How does it compare to DH1?

By 3AcresAndATau, in Dark Heresy General Discussion

i dread having to explain that to players. Having to cross reference 2 from any of 9 different traits each time they want to spend xp including during character creation (thus making the task twice as long depending on how many players are rolling up characters simultaneously). This is the sort of thing that puts people off. Sure if you're a hardocre 40k fan you might give the system more of a free pass, but if you're new to this...

I played it with my group. All roleplayers, some more experienced than others, some played DH1E, some not. I explained the rules to them and there were exactly 0 problems with understanding the system. One of the ones who hadn't played DH before wanted to play a psyker and that too was no problem at all and he was fine with the system. We build our chars and played a short introductury adventure. Everything went fine, no problems with rules at all and everyone had a blast.

Spending xp was also not a problem, because we had 2 books and there is a supplement online which gives you the table.

From playtesting I can say that the system works fine as is.

Edited by madMAEXX

Well, I can say it was positively received at my table as well. Mirth is "positive", right?

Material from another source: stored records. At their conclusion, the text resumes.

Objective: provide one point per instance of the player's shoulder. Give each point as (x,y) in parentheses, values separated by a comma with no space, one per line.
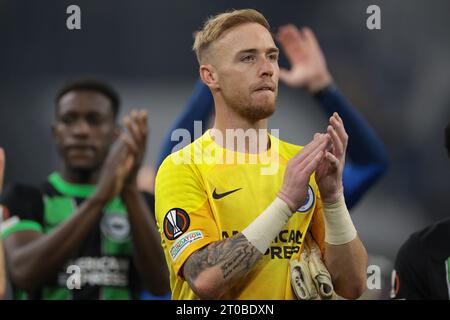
(431,237)
(21,192)
(187,155)
(21,199)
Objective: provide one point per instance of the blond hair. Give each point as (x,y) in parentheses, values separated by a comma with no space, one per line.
(216,25)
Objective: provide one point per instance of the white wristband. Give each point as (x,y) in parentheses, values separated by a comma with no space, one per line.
(339,228)
(267,225)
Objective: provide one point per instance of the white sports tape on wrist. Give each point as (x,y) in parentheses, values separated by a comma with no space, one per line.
(339,228)
(267,225)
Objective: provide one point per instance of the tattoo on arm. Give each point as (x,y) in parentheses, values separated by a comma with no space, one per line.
(235,256)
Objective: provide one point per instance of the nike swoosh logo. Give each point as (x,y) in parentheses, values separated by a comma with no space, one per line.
(218,196)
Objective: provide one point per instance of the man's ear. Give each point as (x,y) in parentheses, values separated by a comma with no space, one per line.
(209,76)
(117,132)
(53,129)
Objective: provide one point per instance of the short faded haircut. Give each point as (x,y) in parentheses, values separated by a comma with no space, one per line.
(216,25)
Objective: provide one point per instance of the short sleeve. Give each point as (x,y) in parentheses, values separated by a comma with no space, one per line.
(183,212)
(22,209)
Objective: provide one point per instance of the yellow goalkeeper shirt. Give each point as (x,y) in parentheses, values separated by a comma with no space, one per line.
(205,193)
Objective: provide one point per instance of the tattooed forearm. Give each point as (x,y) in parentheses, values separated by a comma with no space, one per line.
(234,256)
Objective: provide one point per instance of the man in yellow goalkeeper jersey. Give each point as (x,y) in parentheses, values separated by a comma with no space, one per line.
(234,207)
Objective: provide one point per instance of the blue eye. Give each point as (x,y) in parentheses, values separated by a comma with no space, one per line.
(273,57)
(247,58)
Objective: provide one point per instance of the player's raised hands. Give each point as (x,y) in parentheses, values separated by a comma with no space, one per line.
(125,157)
(299,170)
(136,139)
(330,169)
(308,65)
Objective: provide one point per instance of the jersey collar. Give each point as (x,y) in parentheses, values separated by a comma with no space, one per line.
(71,189)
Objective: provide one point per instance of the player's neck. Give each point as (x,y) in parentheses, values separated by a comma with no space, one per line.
(226,124)
(80,176)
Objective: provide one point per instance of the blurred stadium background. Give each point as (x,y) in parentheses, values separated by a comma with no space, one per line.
(397,77)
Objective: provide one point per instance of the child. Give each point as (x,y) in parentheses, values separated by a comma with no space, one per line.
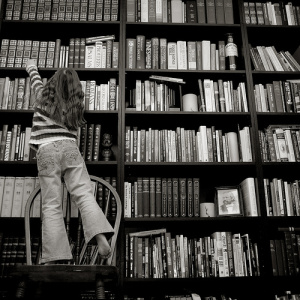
(58,114)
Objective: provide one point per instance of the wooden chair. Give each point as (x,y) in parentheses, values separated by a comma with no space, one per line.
(69,273)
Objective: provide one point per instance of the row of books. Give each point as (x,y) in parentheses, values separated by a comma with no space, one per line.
(92,52)
(152,95)
(14,143)
(62,10)
(14,192)
(16,94)
(159,53)
(271,13)
(280,143)
(176,197)
(278,96)
(221,96)
(285,254)
(282,197)
(103,96)
(15,147)
(267,58)
(214,96)
(184,296)
(207,144)
(177,11)
(159,254)
(13,251)
(287,295)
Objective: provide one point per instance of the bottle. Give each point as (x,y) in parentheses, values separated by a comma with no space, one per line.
(231,51)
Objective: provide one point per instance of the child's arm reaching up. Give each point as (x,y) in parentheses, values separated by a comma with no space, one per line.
(35,78)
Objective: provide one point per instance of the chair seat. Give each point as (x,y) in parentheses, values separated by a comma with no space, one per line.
(65,273)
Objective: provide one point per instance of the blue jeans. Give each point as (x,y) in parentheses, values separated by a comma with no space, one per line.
(54,161)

i dread having to explain that to players. Having to cross reference 2 from any of 9 different traits each time they want to spend xp including during character creation (thus making the task twice as long depending on how many players are rolling up characters simultaneously). This is the sort of thing that puts people off. Sure if you're a hardocre 40k fan you might give the system more of a free pass, but if you're new to this...

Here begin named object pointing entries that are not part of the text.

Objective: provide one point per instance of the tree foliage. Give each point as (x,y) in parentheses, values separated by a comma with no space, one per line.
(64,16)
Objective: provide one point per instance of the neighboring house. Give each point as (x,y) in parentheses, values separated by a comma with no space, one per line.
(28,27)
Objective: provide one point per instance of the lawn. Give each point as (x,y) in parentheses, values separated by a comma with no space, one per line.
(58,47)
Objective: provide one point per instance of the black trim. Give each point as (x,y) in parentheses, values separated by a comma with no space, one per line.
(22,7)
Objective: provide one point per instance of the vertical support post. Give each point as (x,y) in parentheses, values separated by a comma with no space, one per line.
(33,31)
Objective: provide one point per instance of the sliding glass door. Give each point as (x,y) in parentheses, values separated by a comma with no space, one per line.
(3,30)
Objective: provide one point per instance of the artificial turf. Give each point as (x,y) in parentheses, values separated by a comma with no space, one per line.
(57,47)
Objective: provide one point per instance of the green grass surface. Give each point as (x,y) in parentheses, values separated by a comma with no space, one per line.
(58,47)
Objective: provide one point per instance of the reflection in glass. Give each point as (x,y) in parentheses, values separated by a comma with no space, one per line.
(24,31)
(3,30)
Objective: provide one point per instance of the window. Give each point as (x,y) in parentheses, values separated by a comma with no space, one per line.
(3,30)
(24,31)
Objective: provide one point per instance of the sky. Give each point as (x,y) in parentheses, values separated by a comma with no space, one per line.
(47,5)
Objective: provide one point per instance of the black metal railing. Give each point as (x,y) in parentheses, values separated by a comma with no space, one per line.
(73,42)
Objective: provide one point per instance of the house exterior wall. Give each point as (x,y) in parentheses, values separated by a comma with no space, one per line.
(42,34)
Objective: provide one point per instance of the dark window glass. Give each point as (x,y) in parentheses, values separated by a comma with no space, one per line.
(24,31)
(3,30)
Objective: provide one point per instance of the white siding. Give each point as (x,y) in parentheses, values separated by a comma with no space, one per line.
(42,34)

I played it with my group. All roleplayers, some more experienced than others, some played DH1E, some not. I explained the rules to them and there were exactly 0 problems with understanding the system. One of the ones who hadn't played DH before wanted to play a psyker and that too was no problem at all and he was fine with the system. We build our chars and played a short introductury adventure. Everything went fine, no problems with rules at all and everyone had a blast.

Spending xp was also not a problem, because we had 2 books and there is a supplement online which gives you the table.

From playtesting I can say that the system works fine as is.

And you can condense it all on to one to two pages, where you'll find it's all on the percentile scale, and all in increments of five and ten. You do not need to do any higher math than I would expect from a first grader, namely addition and subtraction. It looks complex, because it's all over the book, but I could play this with an eight year old.

Shame FFG couldn't; that way we'd have more space in the book for stuff like antagonists or vehicles and even voidships.

And you can condense it all on to one to two pages, where you'll find it's all on the percentile scale, and all in increments of five and ten. You do not need to do any higher math than I would expect from a first grader, namely addition and subtraction. It looks complex, because it's all over the book, but I could play this with an eight year old.

Shame FFG couldn't; that way we'd have more space in the book for stuff like antagonists or vehicles and even voidships.

Ah ha! I think I see the problem! You want the "Unabridged 40k" game. All the crunch is fitted into 20 pages and you can do literally anything in any part of the 40k universe with said crunch. I actually can see the desire for such but that's not the business model in the gaming industry. Ya see, unfortunately, rulebooks and rules supplement sell better than adventures or modules (As they were once called). As such, Publishers, who want to make money (Shocking right? :huh: ), print multiple rulebooks with some fluff stuff in there to increase the interest. That's just the way it is! FFG is hardly unique in this regard!